Dissolve salt and yeast in warm milk. Add 500 g of bolted flour. You would rather bolt flour for it to be fluffy, then paska will come up better. Stir the solution in such a way that there are no dough balls, take it to a warm place and cover with a towel.

When the solution comes up twice as much, add egg yolks mixed with a half of sugar (1 glass.) and vanilla sugar and stir till the mass becomes indiscrete. You can add lemon and/or orange peel. Add melted butter to the dough and stir. After that, add egg whites whisked with the other half (1 glass) of sugar and 500 g of flour. Stir everything thoroughly.

When the dough sticks to hands, add some more flour, until it stops sticking to the fingers and the dish. But try not to overdo for dough not to become too hard. Stir well and take to a warm place to come up. When the paska dough comes up twice as much, add raisins and knead thoroughly. At this point you can add fried and minced nuts (peanuts, walnuts or any other) but it is not a must.

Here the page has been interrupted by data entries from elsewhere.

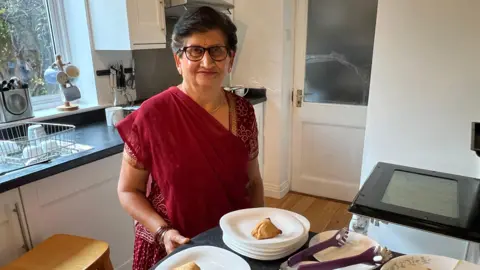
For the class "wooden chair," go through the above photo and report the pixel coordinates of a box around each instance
[0,234,113,270]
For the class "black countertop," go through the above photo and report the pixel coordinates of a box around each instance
[0,122,123,193]
[0,92,266,193]
[154,227,402,270]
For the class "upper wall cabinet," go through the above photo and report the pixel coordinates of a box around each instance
[88,0,166,50]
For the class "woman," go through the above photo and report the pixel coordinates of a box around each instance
[117,7,263,269]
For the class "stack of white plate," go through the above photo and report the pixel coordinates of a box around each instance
[220,207,310,261]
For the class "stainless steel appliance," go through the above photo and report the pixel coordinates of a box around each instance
[0,88,33,123]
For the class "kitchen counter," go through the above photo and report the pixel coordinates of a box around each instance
[0,93,266,193]
[154,227,402,270]
[0,122,123,193]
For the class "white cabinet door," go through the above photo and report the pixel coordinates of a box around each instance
[0,189,28,266]
[253,103,265,177]
[20,154,134,269]
[88,0,166,50]
[127,0,166,49]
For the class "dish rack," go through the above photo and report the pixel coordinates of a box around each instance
[0,122,75,166]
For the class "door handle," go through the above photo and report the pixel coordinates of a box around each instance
[13,203,30,252]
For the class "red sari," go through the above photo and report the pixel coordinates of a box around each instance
[117,87,258,270]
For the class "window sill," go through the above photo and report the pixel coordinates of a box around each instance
[0,104,111,128]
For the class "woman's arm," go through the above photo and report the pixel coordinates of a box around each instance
[117,159,167,234]
[247,158,265,207]
[117,159,190,254]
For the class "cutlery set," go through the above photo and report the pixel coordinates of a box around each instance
[280,228,392,270]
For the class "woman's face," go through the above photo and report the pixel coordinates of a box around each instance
[174,30,234,89]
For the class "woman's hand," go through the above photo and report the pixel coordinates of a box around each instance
[163,230,190,255]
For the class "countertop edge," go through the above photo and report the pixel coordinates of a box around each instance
[0,146,123,193]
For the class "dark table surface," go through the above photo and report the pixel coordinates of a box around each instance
[151,227,401,270]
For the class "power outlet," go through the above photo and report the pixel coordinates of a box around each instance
[471,122,480,157]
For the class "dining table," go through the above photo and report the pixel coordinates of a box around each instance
[150,227,403,270]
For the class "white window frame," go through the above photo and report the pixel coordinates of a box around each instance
[31,0,72,111]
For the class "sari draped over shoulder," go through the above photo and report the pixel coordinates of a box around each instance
[117,87,258,269]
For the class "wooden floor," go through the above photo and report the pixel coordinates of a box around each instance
[265,192,352,233]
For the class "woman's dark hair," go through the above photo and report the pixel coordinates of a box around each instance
[171,6,237,53]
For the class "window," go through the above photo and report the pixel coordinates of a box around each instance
[0,0,69,109]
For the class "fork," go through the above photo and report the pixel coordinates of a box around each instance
[287,228,348,267]
[297,246,392,270]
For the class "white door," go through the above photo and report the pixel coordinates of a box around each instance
[127,0,166,49]
[0,189,28,267]
[291,0,377,201]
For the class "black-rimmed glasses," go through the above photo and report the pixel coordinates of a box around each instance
[179,46,228,61]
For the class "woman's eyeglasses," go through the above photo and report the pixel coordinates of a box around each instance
[179,46,228,61]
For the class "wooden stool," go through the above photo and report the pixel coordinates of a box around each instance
[0,234,113,270]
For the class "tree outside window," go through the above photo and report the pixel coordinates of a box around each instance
[0,0,59,97]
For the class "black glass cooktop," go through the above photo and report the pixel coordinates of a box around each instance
[349,162,480,242]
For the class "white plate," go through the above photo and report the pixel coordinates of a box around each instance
[308,230,378,270]
[381,254,458,270]
[223,208,310,261]
[220,207,305,248]
[223,232,308,261]
[155,246,250,270]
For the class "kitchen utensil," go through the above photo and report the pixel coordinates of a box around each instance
[27,124,47,142]
[155,246,250,270]
[0,159,52,176]
[0,141,21,155]
[57,71,68,85]
[105,107,124,127]
[0,123,75,165]
[22,145,44,160]
[62,83,82,101]
[298,246,392,270]
[235,88,249,97]
[381,254,458,270]
[309,230,379,264]
[287,228,348,267]
[65,64,80,78]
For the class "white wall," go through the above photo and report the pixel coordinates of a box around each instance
[64,0,136,106]
[232,0,294,197]
[361,0,480,258]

Then take forms or baking paska. Spread a baking paper circle at the bottom of the form, smear sides with grease, and scatter with flour. Fill the forms with dough by one third and take to a warm place to come up. It is recommended to push raisins into dough for it not to get burnt during baking. When the dough comes up to 3/4 of the form, take it to the 180-190⁰c hot oven. You shall do this very carefully in order not to shake, since air will come put and paska won’t come up any more.

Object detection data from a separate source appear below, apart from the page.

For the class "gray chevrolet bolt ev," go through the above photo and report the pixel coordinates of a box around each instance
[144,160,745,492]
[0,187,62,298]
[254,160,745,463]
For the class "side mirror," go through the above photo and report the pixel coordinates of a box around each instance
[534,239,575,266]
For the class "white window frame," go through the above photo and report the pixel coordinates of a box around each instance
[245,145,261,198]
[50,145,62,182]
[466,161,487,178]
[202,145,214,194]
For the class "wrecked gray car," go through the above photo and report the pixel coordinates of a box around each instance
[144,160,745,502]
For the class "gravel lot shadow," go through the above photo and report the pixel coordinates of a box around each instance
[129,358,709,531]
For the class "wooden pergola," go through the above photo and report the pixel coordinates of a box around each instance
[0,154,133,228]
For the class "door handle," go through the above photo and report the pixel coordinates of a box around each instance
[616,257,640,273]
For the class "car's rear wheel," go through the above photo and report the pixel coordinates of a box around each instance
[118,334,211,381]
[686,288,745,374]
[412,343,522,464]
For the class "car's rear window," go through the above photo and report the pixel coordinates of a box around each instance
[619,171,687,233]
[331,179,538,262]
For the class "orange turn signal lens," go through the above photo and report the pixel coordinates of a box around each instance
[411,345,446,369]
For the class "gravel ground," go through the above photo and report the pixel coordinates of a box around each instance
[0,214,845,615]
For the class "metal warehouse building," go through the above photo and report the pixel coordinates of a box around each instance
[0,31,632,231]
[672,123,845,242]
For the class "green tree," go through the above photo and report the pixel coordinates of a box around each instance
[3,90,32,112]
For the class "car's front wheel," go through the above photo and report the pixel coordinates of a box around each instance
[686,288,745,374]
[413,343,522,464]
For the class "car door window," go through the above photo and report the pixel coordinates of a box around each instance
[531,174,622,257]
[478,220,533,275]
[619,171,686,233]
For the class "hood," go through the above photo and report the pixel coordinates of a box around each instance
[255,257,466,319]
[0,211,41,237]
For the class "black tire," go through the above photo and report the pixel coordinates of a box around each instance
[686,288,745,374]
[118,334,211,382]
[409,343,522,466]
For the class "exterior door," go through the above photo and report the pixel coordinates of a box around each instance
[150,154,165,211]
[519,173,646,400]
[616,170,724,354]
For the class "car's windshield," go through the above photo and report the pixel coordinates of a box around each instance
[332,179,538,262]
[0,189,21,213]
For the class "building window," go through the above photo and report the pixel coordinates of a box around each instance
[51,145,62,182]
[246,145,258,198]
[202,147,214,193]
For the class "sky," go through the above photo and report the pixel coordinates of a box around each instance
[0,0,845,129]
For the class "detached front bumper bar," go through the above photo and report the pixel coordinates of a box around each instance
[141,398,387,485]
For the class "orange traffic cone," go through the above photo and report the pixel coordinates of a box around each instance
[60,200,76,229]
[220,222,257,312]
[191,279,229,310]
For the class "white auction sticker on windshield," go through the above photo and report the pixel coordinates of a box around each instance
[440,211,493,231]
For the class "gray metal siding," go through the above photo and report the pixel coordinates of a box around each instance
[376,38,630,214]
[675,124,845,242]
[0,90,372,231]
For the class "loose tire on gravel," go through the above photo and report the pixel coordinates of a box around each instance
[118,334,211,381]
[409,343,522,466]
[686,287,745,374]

Bake the paskas until ready. Big paskas need more time to get baked and the small ones are ready fasterer. You can check the paskas for readiness with the help of a wooden stick. If after piercing the paska the stick remains dry, the paska is ready. If the paska is slightly burnt on the top but not ready inside, you need to cover it from the top with parchment paper and leave to bake until ready.

Remove paskas from the oven, leave to cool a bit, but not completely. Gently remove the still warm paskas from the mold but avoid damaging it.

You can decorate paskas with frothed egg white with sugar. For this purpose whisk two egg whites with 100 g sugar or powdered sugar. If desired, add a little zest and lemon juice. Cover the paskas with this cream and place them into the oven at the minimum temperature to let it dry a bit but don’t let it become brownish.

Also, you can decorate paska with different patterns from the dough. In this case, you should put the pattern on the paska before baking close to the center and to grease it with yolk. And this paska is decorated with fondant (I’ve made it ​​from marshmallows).